Dear Concept Of Phenomenology In Architecture As Developed By The Norwegian Theorist Christian Norberg-Schulz,

My 12-year-old daughter has recently started her own Facebook profile, and while I try to be respectful of her privacy, I have to admit I'm a little concerned. She's just a kid, after all, and who knows what kind of creeps could access her photos and personal information. I want her to have her own social life and be able to relate to her peers, but I also have a responsibility to protect her. How do I approach her about this?

—Troubled in Toronto

Dear Troubled,

Many may find themselves curious as to why we "need" a comprehensive theory of architecture as a phenomenological concept. Of course, the intellectual abstractions of theory cannot—nor should they—ever replace the direct sense-experience of architecture in our daily lives.
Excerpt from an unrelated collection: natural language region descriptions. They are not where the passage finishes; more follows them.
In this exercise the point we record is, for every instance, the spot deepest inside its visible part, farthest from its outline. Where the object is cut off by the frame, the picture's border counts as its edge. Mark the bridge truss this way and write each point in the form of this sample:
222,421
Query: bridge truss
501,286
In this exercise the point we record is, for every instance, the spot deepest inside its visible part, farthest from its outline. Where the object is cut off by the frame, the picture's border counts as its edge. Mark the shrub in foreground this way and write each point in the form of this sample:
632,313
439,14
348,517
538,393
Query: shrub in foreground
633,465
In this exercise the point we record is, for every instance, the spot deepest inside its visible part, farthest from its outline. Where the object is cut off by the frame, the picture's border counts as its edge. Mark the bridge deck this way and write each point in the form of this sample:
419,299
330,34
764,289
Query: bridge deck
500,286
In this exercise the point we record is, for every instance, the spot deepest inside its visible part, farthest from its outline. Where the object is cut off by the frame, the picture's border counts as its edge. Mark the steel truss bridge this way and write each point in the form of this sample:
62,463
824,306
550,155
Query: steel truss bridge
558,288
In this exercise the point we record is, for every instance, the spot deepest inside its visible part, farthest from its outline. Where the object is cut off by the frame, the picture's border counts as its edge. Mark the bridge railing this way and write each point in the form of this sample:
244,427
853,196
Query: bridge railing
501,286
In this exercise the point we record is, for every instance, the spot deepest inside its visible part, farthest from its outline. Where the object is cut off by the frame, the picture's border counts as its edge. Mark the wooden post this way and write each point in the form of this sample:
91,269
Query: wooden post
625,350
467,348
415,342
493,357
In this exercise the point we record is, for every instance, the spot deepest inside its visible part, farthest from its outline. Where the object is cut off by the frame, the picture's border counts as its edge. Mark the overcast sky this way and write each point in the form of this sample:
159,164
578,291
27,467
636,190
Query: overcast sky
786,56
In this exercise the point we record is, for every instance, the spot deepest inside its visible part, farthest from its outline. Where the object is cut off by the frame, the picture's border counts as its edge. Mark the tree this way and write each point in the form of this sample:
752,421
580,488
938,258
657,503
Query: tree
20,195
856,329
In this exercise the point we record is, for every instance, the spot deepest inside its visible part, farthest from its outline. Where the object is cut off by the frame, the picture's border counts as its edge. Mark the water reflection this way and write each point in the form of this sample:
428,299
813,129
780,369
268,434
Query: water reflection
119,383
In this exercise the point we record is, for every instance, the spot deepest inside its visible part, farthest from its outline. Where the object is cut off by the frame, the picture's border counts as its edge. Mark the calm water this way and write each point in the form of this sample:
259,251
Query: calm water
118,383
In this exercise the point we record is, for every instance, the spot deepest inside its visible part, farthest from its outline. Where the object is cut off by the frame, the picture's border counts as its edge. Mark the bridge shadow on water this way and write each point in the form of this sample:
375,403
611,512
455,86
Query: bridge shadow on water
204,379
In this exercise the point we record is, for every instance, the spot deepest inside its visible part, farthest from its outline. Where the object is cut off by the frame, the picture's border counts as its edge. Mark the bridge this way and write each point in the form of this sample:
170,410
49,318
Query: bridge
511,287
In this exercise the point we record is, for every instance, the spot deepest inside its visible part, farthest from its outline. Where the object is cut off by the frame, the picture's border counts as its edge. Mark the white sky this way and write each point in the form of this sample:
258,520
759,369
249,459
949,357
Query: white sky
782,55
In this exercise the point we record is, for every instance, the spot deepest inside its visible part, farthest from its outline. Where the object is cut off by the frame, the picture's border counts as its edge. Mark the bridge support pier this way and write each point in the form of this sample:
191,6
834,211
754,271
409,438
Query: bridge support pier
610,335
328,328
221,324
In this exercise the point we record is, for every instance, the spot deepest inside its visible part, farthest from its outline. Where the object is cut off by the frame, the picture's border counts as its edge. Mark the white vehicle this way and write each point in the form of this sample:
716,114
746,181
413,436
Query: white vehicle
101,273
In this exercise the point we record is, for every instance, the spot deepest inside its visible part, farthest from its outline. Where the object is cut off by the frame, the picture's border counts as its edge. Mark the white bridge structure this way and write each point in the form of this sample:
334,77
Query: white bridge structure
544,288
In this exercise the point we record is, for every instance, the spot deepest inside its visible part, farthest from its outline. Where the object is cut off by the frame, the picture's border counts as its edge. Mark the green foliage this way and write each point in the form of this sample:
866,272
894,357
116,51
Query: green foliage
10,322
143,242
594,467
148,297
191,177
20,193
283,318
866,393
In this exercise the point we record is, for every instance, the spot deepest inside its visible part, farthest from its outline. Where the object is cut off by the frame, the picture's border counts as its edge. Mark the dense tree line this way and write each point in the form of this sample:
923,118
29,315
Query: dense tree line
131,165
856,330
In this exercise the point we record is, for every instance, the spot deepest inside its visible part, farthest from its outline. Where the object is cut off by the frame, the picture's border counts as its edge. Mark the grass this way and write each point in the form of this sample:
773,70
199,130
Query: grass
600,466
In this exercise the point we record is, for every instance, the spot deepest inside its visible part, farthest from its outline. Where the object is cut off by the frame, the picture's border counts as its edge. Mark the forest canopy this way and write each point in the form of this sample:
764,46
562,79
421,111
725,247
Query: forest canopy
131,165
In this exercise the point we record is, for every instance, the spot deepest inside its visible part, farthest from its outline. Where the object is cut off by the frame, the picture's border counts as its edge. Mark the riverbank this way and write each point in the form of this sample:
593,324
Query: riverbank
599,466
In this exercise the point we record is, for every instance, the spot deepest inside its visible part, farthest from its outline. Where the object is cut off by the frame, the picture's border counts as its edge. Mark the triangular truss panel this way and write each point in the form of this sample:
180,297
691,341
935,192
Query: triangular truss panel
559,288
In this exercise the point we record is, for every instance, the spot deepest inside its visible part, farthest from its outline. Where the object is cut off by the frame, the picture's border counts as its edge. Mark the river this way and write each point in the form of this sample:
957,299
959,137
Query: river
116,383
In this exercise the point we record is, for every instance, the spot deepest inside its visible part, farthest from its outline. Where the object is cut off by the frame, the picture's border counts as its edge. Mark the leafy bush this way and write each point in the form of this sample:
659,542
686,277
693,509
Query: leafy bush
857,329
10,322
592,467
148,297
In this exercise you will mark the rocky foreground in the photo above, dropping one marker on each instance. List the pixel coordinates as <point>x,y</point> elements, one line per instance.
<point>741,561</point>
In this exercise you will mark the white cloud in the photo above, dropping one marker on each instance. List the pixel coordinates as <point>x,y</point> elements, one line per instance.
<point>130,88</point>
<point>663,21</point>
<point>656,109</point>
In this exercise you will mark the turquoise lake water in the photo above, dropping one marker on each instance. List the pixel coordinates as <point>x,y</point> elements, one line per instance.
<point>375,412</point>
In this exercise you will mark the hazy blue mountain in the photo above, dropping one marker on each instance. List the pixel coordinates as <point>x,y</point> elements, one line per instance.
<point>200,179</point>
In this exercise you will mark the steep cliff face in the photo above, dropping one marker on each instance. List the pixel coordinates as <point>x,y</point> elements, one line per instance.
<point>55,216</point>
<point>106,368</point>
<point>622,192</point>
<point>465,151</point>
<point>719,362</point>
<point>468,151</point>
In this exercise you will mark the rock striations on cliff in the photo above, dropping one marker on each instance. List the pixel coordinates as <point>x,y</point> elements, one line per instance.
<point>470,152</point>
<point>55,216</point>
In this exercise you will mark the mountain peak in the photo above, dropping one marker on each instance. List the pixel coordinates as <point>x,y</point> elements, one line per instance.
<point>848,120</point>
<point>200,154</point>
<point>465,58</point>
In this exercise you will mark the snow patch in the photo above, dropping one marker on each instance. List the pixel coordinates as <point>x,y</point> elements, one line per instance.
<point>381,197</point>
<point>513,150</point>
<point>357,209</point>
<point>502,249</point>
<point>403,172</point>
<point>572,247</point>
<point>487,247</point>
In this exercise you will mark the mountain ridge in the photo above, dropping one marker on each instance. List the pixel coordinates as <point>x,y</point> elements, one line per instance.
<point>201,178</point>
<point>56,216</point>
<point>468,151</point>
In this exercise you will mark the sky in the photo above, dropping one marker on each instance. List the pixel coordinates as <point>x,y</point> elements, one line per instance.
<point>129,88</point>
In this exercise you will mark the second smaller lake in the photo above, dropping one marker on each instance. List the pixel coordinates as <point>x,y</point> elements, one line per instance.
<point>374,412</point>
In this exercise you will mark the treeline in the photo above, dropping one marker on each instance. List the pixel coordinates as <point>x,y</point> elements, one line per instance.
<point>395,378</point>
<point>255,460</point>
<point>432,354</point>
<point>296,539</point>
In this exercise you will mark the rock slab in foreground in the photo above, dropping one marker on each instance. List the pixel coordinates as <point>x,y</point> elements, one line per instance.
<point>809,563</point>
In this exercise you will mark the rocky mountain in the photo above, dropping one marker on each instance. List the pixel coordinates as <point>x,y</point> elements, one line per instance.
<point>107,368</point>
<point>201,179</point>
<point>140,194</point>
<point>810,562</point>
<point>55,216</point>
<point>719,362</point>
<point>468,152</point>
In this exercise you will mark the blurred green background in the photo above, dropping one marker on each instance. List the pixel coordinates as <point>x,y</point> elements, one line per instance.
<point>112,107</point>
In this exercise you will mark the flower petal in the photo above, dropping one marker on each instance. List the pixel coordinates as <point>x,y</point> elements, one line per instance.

The philosophy pioneered by Christian Norberg-Schulz—considered "one of the most impressive intellectual edifices any architect ever produced"—was never intended to compete with perception. However, by organically combining such materials as Gestalt psychology, information theory, the work of Martin Heidegger, linguistic analysis, and semiotics, we can move toward a more correct and profound experience of architecture, with a renewed sense of the "meaning" of structures, both in the buildings we construct and the loci within which we live. Only when examining what the form represents as a manifestation of higher objects can we be said to be discussing a real architectural experience. Even when examining purely formal (aesthetic) properties, there can be no sound basis for the discussion of structural forms without theoretical insight, because the very concept of architecture transcends the formal aspect.